Acabo
de ver a lista de cinquenta nomes assinalados como o cânone literário
português, na opinião de três académicos: António M. Feijó,
João R. Figueiredo e Miguel Tamen. Lista bastante defendida no
anúncio da editora como nas declarações ao Obervador.* Antecipando-se à discussão que aí virá, espera-se.
As
escolhas são sempre louváveis, desde que honestas e justificadas,
porque representam (ou podem representar…) a coragem de escolher
como a de excluir. O título, porém, é de menos, pois mesmo sem me
pronunciar sobre o que ainda não li, já o posso fazer sobre as
ausências. E há ausências de peso, que absolutamente não poderiam
verificar-se numa obra que se arroga a pretensão de estabelecer o
dito cânone, se o título é para levar a sério. Aliás, o mesmo Observador, com desenvoltura jornalística, anunciara que o cânone viria aí, perguntando(-se): "Quem são os grandes escritores que formam o cânone da literatura portuguesa?"
Ora, enquanto leitor não totalmente destituído ou desinformado, considero que é um jogo de apostas avançar com nomes que tenham publicado há menos de cinquenta anos; mas o que me parece temerário é trazer para o cânone autores que tenham entrado por este século adentro. Diria até que todos quantos iniciaram a publicação da totalidade ou da parte mais importante das respectivas obras depois do 25 de Abril de 1974 deveriam estar ausentes duma obra que se arroga a pretensão com que se intitula.
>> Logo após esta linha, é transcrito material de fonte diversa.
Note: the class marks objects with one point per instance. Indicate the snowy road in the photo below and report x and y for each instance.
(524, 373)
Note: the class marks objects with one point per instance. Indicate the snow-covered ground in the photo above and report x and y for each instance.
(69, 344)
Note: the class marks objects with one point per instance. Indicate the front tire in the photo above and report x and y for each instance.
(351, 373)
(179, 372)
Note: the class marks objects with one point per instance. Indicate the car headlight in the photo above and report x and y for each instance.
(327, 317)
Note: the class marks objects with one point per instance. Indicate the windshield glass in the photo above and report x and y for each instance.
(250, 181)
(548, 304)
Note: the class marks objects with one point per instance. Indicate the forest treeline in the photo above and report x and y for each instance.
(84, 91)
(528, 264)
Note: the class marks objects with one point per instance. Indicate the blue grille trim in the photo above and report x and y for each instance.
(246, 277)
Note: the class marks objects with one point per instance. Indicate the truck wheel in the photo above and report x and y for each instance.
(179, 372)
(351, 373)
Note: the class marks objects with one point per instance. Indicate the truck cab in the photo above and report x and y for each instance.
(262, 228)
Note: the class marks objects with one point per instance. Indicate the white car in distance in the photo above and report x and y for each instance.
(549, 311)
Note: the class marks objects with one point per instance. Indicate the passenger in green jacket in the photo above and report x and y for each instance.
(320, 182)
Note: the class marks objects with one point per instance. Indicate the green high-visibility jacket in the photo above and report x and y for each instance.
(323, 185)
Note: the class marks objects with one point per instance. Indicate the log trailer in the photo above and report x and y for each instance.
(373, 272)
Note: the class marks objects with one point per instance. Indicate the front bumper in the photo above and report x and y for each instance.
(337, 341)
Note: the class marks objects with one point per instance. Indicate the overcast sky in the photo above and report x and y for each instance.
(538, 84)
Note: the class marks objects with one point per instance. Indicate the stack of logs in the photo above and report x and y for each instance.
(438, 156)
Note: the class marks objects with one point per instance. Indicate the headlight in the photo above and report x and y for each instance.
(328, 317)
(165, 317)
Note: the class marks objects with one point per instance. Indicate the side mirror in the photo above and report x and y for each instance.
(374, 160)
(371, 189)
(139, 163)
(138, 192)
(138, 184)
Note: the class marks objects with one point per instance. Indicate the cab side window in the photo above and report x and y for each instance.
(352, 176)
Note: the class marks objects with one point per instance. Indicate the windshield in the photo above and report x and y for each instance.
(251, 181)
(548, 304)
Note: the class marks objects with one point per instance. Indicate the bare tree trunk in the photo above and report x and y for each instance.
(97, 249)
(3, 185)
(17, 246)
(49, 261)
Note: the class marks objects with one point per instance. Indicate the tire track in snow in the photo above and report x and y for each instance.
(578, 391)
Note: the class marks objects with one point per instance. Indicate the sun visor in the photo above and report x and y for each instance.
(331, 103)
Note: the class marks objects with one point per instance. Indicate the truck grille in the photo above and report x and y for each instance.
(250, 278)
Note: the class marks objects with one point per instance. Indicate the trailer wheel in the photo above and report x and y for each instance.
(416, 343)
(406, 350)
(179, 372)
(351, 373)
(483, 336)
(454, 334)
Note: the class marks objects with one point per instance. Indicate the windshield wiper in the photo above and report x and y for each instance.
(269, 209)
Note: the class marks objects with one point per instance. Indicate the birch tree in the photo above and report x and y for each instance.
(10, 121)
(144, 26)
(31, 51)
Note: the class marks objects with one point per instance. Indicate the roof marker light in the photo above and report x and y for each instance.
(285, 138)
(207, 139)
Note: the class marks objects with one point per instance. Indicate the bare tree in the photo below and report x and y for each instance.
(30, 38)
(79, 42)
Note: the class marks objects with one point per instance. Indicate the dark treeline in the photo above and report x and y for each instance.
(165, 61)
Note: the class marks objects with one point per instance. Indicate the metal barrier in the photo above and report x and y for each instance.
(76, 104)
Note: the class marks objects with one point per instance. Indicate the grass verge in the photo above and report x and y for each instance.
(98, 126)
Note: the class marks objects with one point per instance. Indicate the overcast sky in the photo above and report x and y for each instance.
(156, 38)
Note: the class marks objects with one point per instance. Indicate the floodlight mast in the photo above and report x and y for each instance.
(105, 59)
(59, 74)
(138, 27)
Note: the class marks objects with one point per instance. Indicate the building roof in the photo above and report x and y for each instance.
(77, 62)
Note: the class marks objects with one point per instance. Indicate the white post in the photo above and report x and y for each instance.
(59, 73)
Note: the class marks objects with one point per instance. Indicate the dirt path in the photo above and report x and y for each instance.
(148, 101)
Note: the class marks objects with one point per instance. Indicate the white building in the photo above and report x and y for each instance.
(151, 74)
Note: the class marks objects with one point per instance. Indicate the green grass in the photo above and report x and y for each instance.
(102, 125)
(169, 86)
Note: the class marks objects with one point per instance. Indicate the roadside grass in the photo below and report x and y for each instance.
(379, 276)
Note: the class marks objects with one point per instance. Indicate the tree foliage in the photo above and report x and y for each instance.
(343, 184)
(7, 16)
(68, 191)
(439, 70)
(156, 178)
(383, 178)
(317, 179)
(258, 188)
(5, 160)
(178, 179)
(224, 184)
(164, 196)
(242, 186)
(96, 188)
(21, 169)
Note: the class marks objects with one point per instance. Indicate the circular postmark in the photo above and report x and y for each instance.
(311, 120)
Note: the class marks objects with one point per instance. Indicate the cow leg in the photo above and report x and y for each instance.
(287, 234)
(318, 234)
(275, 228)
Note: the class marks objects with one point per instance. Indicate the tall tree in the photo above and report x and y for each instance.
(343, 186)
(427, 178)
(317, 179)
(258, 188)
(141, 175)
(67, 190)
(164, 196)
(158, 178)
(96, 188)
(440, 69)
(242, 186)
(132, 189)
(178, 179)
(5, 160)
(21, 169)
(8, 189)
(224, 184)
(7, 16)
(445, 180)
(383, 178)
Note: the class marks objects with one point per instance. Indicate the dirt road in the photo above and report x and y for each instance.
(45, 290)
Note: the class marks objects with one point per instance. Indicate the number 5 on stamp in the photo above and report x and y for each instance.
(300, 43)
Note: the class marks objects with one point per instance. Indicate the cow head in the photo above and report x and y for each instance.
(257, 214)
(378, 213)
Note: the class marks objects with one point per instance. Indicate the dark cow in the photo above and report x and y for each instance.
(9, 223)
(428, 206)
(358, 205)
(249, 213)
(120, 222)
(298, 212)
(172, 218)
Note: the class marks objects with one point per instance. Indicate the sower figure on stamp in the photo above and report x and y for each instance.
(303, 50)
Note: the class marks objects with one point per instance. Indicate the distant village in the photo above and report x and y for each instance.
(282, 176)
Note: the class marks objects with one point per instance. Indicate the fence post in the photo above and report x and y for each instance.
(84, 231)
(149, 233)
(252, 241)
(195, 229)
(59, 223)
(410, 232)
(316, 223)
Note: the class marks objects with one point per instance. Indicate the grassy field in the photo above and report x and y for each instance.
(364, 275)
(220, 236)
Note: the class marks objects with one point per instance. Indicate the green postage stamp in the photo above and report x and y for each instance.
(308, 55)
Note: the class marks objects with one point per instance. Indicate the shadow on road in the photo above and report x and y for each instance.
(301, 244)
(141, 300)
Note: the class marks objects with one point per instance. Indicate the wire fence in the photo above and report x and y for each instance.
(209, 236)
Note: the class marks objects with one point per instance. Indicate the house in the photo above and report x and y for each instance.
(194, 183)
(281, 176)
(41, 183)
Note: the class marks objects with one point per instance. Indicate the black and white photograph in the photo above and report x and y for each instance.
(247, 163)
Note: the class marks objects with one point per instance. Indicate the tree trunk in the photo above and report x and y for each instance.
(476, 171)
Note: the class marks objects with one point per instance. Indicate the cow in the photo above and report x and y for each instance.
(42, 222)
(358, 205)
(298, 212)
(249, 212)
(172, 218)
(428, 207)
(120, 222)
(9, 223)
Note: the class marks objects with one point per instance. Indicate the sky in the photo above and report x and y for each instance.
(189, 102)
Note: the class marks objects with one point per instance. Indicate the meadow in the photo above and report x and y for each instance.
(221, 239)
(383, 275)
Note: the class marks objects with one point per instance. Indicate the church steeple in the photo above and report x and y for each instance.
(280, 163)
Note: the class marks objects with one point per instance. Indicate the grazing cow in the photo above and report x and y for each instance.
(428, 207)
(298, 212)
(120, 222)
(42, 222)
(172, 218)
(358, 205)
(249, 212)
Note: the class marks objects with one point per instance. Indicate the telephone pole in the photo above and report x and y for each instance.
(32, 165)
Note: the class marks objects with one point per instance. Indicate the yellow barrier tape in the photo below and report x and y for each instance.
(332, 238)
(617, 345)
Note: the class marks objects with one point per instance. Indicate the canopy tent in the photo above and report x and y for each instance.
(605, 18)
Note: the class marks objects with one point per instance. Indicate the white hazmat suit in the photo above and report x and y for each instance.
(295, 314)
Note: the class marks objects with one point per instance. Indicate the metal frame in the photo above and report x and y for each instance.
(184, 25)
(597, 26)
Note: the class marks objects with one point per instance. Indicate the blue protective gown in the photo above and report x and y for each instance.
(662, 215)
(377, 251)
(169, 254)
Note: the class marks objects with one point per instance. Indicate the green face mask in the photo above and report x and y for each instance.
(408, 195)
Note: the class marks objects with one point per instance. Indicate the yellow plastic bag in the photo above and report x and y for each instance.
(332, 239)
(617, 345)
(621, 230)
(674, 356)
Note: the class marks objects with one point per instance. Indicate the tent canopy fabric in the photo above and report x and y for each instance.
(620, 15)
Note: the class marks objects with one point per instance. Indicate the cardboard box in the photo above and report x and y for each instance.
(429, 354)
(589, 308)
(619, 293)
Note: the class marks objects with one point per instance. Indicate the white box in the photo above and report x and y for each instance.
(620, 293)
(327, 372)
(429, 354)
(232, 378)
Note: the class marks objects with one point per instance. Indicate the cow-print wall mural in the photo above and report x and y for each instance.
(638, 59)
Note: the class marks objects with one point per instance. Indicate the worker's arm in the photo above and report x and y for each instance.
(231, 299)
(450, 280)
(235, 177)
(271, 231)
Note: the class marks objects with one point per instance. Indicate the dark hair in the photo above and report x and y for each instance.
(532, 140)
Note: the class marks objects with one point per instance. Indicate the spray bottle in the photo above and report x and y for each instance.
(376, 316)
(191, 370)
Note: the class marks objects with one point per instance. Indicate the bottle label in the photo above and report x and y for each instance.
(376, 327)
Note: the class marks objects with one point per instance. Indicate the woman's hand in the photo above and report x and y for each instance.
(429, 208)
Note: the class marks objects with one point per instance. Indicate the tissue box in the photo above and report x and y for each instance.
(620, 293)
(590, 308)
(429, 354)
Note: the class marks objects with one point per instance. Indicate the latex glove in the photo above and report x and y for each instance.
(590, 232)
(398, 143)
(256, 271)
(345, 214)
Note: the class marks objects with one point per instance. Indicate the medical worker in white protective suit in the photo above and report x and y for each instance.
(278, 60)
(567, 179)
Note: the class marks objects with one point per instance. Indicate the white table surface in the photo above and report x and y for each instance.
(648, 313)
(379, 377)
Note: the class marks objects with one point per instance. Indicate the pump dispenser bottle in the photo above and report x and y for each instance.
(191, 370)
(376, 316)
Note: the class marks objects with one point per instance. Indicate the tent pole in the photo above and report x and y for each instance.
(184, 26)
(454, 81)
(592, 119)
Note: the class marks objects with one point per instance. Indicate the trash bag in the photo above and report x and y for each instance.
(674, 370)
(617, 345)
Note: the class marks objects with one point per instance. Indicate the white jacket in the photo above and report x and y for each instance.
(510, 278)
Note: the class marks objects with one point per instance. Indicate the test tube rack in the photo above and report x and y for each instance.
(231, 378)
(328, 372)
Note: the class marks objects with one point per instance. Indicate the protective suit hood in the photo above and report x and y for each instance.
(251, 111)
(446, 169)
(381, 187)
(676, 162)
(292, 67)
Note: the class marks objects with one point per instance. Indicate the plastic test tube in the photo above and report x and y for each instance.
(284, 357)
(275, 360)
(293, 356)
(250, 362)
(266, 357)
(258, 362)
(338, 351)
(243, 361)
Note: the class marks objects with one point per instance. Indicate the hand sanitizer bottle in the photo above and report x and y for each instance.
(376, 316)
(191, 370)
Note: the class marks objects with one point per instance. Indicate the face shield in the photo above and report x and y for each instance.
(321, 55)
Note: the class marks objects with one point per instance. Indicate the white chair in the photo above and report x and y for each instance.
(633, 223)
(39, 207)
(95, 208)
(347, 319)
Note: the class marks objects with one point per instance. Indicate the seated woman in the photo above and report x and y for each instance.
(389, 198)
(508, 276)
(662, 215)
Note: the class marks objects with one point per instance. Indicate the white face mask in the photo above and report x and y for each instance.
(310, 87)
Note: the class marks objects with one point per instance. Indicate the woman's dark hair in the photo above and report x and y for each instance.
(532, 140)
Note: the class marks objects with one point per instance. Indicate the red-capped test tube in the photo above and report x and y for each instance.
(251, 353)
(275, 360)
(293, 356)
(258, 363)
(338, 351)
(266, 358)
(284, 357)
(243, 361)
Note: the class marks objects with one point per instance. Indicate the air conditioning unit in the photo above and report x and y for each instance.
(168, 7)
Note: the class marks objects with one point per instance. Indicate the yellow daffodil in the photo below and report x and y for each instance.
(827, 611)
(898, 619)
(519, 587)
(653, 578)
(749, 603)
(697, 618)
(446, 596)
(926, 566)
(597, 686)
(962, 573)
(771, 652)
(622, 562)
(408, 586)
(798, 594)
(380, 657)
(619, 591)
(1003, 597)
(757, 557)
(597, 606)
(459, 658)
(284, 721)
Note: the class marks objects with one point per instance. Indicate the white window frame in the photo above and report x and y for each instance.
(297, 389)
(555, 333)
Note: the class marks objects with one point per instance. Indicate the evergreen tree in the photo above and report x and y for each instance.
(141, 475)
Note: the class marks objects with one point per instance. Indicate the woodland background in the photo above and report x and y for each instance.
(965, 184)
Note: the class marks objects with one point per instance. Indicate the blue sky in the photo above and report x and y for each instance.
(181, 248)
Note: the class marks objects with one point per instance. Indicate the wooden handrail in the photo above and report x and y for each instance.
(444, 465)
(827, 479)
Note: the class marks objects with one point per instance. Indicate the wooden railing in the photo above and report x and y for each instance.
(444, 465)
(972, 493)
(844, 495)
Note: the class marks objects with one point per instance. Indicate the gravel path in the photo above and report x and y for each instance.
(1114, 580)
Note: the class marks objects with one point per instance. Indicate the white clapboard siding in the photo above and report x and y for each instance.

Claro que podemos sempre arriscar nomes, percepções (eu tenho algumas, que apenas têm o valor dessa intuição, mais ou menos alicerçada nas minhas próprias qualidades de leitor, satisfatórias ou medíocres, para o caso é irrelevante). E, no fundo, é mesmo disso que se trata, com excepção para o século XIX, o único período que me parece (quase) incontroverso. Talvez, por isso, mais
apropriado -- embora menos comercial e cintilante -- fora reconhecer isso mesmo com um título mais singelo, umas Propostas
para a Fixação de um Cânone
[Literário
Português], ou coisa que o valha. Tenho pena porque demasiada presunção ou falta de humildade
envenenam-me a leitura; e tanto faz que venham agora dizer que se
trata de uma mera lista como outras possíveis, o que se vê à vista desarmada.
Começo
por subscrever no texto da página da editores, certamente da autoria
de um dos coordenadores: «Os grandes escritores não são escolhidos
por consenso ou por votação popular, mas por terem sempre leitores,
mesmo que poucos, ao longo do tempo.» Certamente que o livro desenvolverá o conceito. Eu acrescentaria que Os grandes
escritores de uma língua e de uma comunidade são aqueles que inauguram um modo de expressão cuja
voz continua a fazer-se ouvir nas vozes de outros que lhe sucederam, tendo inscritos um conjunto de tópicos reveladores da pertença a uma nação e/ou a um território.
O
mesmo texto informa que não se trata de “um guia neutro para a
literatura portuguesa”. Se a neutralidade absoluta é impossível,
não deve deixar de ser perseguida num trabalho desta natureza, sob
pena de o irremediavelmente o comprometer não digo na sua
credibilidade, mas na utilidade que pode ter para quem não esteja
muito interessado nas opiniões dos autores e respectivos
colaboradores.
Parece que o livro tem artigos sobre movimentos e revistas literárias (cuja dimensão desconheço), o que, à partida, tornará híbrida a natureza da obra, oscilando entre o ensaísmo e a historiografia cultural. Quanto a isso, talvez ainda não se fizesse melhor do que a História da Literatura Portuguesa, de António José Saraiva e Óscar Lopes, pese embora as suas (poucas) omissões quanto a escritores relevantes: se a memória não me atraiçoa, lembro-me dos nomes do romancista, ensaísta e poeta Francisco Costa (1900-1988) e do poeta presencista Fausto José (1903-1975), mas haverá outros.
Uma nota marginal, incrédula e possivelmente preconceituosa sobre a inclusão numa obra deste teor de artigos sobre literatura feita por mulheres e por homossexuais: não são temasd, mas não vejo grande utilidade numa obra que pretende definir o cânone. É o espírito do tempo que levará, em obras futuras, a escrever-se sobre escritores vegetarianos, por exemplo. Que interesse tem isso para o Cânone, a não ser marginalmente? Não vejo.
* a notícia do Observador inclui o vídeo do lançamento do livro, que ainda não vi.